Traitement du prolapsus du rectum

Un peu d'anatomie

Le rectum constitue la toute dernière partie du gros intestin, occupant les 15 cm situés entre la fin du côlon et le canal anal qui mesure environ 3 cm de long. Le canal anal est entouré du sphincter anal, responsable de la continence aux selles et aux gaz. Le rectum, lui, joue essentiellement le rôle de réservoir des selles entre les exonérations. Le rectum est situé dans le petit bassin, entre sacrum en arrière et utérus et vagin en avant chez la femme, prostate, vésicules séminales et urètre chez l’homme. Le plancher pelvien, situé grossièrement à la jonction entre rectum et anus, consolide la cavité pelvienne vers le bas et joue un rôle majeur dans la statique du petit bassin.

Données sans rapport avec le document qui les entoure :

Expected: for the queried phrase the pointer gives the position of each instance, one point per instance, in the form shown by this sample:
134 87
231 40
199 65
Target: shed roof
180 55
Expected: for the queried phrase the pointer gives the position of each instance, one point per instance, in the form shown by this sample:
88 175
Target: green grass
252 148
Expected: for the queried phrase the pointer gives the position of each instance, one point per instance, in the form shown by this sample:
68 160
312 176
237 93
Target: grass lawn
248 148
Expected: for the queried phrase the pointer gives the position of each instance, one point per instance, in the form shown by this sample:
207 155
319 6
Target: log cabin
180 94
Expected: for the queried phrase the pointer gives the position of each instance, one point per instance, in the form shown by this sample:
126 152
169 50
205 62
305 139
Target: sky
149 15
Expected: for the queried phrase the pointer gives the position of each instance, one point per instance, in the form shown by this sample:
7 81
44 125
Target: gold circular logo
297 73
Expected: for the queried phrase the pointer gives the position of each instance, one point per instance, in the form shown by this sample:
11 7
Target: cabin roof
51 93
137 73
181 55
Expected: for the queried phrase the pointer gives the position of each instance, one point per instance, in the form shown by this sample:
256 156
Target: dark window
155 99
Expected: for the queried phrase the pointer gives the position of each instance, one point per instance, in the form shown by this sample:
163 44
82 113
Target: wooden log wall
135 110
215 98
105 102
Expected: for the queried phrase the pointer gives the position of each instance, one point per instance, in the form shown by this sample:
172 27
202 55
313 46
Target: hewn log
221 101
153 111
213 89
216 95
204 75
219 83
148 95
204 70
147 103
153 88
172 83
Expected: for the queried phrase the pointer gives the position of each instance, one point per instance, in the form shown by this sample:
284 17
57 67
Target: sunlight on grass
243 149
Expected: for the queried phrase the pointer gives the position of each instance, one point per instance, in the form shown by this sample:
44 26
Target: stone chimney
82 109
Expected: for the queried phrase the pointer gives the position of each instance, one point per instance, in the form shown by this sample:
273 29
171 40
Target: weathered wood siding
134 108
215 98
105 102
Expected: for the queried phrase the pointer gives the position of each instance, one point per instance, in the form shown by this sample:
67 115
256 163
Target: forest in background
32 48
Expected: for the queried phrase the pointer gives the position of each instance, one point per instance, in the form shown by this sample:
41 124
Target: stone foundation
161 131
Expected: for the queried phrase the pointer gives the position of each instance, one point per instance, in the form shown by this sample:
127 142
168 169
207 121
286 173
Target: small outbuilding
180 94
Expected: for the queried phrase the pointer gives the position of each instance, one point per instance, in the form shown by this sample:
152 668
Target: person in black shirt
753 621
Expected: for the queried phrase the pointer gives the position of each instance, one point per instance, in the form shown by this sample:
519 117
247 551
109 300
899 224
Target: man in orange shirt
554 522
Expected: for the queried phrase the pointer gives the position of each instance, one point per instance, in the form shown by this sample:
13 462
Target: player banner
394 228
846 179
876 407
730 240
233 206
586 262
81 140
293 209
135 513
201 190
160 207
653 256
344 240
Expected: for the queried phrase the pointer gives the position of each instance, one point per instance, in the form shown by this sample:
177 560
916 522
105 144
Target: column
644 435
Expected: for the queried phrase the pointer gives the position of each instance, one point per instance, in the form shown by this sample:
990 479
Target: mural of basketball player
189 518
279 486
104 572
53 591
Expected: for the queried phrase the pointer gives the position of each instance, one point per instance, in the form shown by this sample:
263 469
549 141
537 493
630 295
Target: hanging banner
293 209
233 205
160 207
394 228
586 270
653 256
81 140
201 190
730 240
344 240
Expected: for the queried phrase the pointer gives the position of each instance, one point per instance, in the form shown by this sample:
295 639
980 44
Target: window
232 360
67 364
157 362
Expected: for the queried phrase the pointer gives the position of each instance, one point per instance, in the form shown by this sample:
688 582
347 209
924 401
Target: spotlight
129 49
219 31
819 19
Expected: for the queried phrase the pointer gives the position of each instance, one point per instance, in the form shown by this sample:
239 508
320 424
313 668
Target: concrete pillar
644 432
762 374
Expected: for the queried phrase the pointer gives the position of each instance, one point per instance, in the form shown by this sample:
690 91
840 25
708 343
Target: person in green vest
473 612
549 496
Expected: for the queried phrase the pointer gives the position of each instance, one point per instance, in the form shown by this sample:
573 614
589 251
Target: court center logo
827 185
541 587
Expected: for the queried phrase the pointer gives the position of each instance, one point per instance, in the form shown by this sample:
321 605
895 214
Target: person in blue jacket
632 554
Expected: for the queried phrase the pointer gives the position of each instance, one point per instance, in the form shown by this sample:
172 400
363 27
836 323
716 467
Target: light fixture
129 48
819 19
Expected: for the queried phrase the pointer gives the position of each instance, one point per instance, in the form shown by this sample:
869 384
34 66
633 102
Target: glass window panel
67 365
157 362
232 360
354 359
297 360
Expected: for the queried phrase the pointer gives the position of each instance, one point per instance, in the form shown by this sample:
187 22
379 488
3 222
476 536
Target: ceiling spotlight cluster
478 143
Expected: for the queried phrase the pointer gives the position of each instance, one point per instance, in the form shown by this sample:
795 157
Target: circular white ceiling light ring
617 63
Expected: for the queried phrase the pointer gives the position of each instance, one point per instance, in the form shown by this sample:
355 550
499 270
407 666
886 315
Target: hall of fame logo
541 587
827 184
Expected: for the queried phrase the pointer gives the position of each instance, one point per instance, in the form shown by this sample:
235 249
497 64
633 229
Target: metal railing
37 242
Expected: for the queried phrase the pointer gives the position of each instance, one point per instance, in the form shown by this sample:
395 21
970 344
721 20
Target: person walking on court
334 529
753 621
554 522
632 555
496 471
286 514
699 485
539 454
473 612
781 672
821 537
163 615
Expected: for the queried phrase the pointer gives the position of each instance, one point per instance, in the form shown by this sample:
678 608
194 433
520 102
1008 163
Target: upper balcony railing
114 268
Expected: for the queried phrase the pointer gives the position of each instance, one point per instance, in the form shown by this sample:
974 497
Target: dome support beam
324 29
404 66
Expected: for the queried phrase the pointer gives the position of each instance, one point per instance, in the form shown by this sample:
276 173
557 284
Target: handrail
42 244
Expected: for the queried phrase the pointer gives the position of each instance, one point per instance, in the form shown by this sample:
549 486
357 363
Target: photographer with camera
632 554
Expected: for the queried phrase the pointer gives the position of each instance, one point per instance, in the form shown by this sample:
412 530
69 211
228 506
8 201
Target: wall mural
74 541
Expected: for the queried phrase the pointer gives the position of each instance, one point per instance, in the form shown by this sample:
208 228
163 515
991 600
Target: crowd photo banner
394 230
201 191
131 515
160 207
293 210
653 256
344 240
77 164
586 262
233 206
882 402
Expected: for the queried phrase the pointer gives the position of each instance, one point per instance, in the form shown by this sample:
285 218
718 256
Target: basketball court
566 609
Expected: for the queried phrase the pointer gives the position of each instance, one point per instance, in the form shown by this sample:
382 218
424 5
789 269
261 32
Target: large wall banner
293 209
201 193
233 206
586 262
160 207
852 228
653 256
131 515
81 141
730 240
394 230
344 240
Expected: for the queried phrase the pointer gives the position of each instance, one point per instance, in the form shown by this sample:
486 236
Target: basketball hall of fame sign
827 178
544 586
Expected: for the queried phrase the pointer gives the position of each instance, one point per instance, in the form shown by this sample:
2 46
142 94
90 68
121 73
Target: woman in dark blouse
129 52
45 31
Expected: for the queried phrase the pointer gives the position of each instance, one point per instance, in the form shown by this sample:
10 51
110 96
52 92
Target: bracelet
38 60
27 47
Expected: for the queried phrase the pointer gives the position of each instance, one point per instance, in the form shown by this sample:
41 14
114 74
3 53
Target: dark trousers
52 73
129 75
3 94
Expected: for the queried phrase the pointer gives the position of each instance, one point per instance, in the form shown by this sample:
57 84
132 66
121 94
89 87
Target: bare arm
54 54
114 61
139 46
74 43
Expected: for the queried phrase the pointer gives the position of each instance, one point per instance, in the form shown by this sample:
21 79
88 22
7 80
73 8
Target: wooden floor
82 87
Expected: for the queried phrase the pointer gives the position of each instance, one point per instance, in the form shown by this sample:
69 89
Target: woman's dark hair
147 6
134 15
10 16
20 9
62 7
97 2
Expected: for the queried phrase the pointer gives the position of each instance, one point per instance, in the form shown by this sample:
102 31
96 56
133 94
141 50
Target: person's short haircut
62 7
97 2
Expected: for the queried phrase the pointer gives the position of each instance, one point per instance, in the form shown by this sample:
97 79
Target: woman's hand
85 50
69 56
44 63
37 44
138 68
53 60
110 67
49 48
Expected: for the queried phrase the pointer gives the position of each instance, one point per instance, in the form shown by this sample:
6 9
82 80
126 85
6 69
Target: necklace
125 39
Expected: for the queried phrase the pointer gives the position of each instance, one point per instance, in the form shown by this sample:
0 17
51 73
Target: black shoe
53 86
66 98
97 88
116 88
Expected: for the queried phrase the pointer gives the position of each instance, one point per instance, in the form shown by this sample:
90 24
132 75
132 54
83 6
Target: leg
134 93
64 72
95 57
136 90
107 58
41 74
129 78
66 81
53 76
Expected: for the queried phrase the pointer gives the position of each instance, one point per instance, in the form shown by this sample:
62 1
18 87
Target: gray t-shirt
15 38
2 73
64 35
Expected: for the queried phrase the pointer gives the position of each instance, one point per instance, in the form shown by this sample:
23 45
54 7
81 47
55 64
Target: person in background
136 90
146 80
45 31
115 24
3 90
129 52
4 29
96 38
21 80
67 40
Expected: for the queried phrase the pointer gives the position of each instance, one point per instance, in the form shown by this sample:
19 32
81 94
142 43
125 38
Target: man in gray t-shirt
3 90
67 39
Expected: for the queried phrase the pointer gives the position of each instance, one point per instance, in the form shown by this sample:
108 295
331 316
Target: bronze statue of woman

Le rectum est habituellement peu mobile dans le sens vertical, mais possède des capacités de distension importantes.



Un peu de physiologie

Chaque effort de défécation s’accompagne d’une poussée abdominale pour extérioriser les selles à travers le canal anal et le sphincter anal qui se relâche momentanément. Cet effort de poussée peut être d’autant plus important que les selles sont dures ou qu’il existe une constipation terminale chronique. Par ailleurs, la qualité du plancher pelvien peut être altérée, notamment chez la femme, en raison du déficit hormonal dû à la ménopause, d’accouchements traumatiques par les voies naturelles, voire d’interventions antérieures sur le petit bassin ayant provoqué une altération de l’innervation. Un dernier facteur favorisant est parfois l’existence d’un côlon sigmoïde trop long qui est source de constipation. Les femmes sont ainsi plus touchées que les hommes. Le prolapsus rectal complet se caractérise alors par l’issue de la paroi rectale à travers l’anus, entrainant un œdème, des saignements voire des ulcérations (ulcère solitaire du rectum). Dans des cas extrêmes, un prolapsus rectal peut s’étrangler et nécessiter un geste chirurgical rapide. Il est fréquent que des manœuvres digitales soient nécessaires pour le réduire. Le prolapsus rectal ne doit pas être confondu avec le prolapsus d’hémorroïdes internes (c’est juste une sortie du revêtement interne avec des veines dilatées) et avec la rectocèle dans laquelle le rectum bombe à travers la paroi vaginale postérieure. Outre les complications décrites ci-dessus, le prolapsus rectal peut être source d’incontinence en raison de la distension chronique du sphincter anal et troubles de la sensibilité par irritation chronique, de troubles de l’évacuation (dyschésie) et de constipation. L’émission de glaires, parfois sanglantes, n’est pas rare. Le bilan fait appel à la clinique, la défécographie et l’IRM et doit chercher des troubles associés, génitaux et urinaires.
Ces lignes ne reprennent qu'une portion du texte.